Für unseren Whisky des Monats März tun wir etwas wahrscheinlich Unerwartetes: Wir bleiben in der Region Campbeltown und verleihen unsere Auszeichnung der zweiten von drei Destillerien dort, und nachdem die anderen beiden zu Springbank gehören, eigentlich der „Anderen“: Glen Scotia – und von ihr pars pro toto dem Glen Scotia 15yo.

Vor fünf Jahren, als wir mit Whiskyexperts online gingen, hätten wir Glen Scotia in dieser Rubrik links liegen gelassen. Die 1832 gegründete Brennerei, die seit 1999 von den Loch Lomond Distillers betrieben wird (im ersten Jahr mit tatkräftiger Mithilfe von Springbank übrigens), hatte eine bewegte Vergangenheit mit einigen Schließzeiten und Konkursen hinter sich – und einen eher unterwältigenden Ruf, was die Qualität der Abfüllungen anbelangte. Neben dem strahlenden Stern Springbank dümpelte sie im Bewusstsein der Whiskyfreunde eher dahin.

Glen Scotia. Bild © Alexandra Kreutz, Genuss am Gaumen

Glen Scotia. Bild © Alexandra Kreutz, Genuss am Gaumen

Glen Scotia. Bild: Lars Pechmann

Die Ausrichtung und den Kurs einer Destillerie zu verändern, das dauert seine Zeit. Loch Lomond Distillers hatten sich auf die Fahnen geschrieben, Glen Scotia wieder nach vorne zu bringen, und zu diesem Zweck setzte man zwei ganz entscheidende Schritte: Man sah sich die Produktionsabläufe an und drehte dort an verschiedenen Schrauben (zum Beispiel entschloss man sich, wesentlich langsamer zu destillieren), und man widmete sich mit aller Energie dem Fassmanagement und kaufte hochwertige Fässer ein. Zudem, als sichtbares Zeichen der Erneuerung, änderte man auch das Flaschendesign sowie die Verpackungen und setzte auch visuell auf Wertigkeit – ein Schritt, der sich durch die erzeugte Aufmerksamkeit bezahlt machte.
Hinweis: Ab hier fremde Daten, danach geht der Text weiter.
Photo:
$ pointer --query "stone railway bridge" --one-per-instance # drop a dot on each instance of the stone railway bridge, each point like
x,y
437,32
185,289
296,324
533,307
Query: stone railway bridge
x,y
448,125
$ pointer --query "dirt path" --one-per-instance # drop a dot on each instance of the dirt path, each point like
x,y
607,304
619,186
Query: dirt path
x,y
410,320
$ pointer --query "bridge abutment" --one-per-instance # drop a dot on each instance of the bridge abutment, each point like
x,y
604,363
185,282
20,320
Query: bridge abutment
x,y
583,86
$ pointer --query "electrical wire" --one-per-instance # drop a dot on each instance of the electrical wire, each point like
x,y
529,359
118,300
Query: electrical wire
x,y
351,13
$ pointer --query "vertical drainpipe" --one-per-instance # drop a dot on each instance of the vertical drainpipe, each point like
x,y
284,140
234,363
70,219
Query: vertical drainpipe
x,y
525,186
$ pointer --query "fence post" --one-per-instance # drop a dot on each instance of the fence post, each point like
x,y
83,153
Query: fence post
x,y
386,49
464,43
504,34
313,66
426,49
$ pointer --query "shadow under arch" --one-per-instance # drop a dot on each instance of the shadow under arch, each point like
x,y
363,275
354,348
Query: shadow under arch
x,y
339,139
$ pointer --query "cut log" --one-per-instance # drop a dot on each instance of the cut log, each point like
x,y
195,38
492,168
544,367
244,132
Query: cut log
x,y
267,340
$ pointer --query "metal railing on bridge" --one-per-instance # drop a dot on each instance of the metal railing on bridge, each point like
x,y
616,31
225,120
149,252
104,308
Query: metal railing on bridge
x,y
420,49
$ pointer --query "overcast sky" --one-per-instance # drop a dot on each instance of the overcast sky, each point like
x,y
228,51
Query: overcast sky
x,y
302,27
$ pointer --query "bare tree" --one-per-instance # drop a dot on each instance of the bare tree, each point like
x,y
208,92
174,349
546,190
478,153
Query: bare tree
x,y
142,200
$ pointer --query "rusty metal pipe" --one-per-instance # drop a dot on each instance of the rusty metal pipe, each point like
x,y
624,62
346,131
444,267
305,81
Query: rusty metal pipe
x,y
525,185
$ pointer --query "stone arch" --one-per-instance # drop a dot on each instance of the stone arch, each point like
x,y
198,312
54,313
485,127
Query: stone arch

Die Mühe, die man in Glen Scotia steckte, machte sich bezahlt: Wer heute eine der neuen Abfüllungen von Glen Scotia probiert und die alten kennt, der wird aus dem Staunen nicht herauskommen: Aus einem eher muffigen, in seinem Charakter gedämpften ist ein lebendiger, ausdrucksstarker und interessanter Whisky geworden, der sich vor keinen Vergleichen mehr zu scheuen braucht. Vom extrem zugänglichen und einfach trinkbaren Double Cask über den 15jährigen, der den Destilleriecharakter schön zeigt, hin zum spannenden, weil vielschichtigen Victoriana – die neue Generation aus Glen Scotia kann überzeugen und ist eine Entdeckung mehr als wert.

Unter Distillery Manager Iain McAlister erwachte Glen Scotia zu neuem Leben. Die Destillation wird auch heute noch handgesteuert. Copyright Ernst J. Scheiner

Den Glen Scotia 15yo empfehlen wir, weil er um knapp 60 Euro ein gutes Verhältnis zwischen Preis und Leistung bietet und für den neuen Stil der alten Brennerei steht: fruchtig, eine leichte Meeresbrise und etwas abtrocknend mit einem würzigen Finish. Wir freuen uns über das neue Leben einer traditionsreichen Destillerie in Campbeltown und über das, was sie uns Whiskyfreunden jetzt bietet!

Zum Abschluss können Sie hier noch ein Interview mit Archie MacBrayne von Glen Scotia sehen, das wir im letzten Herbst führen konnten und in dem er auch mehr über den Glen Scotia Victoriana erzählt…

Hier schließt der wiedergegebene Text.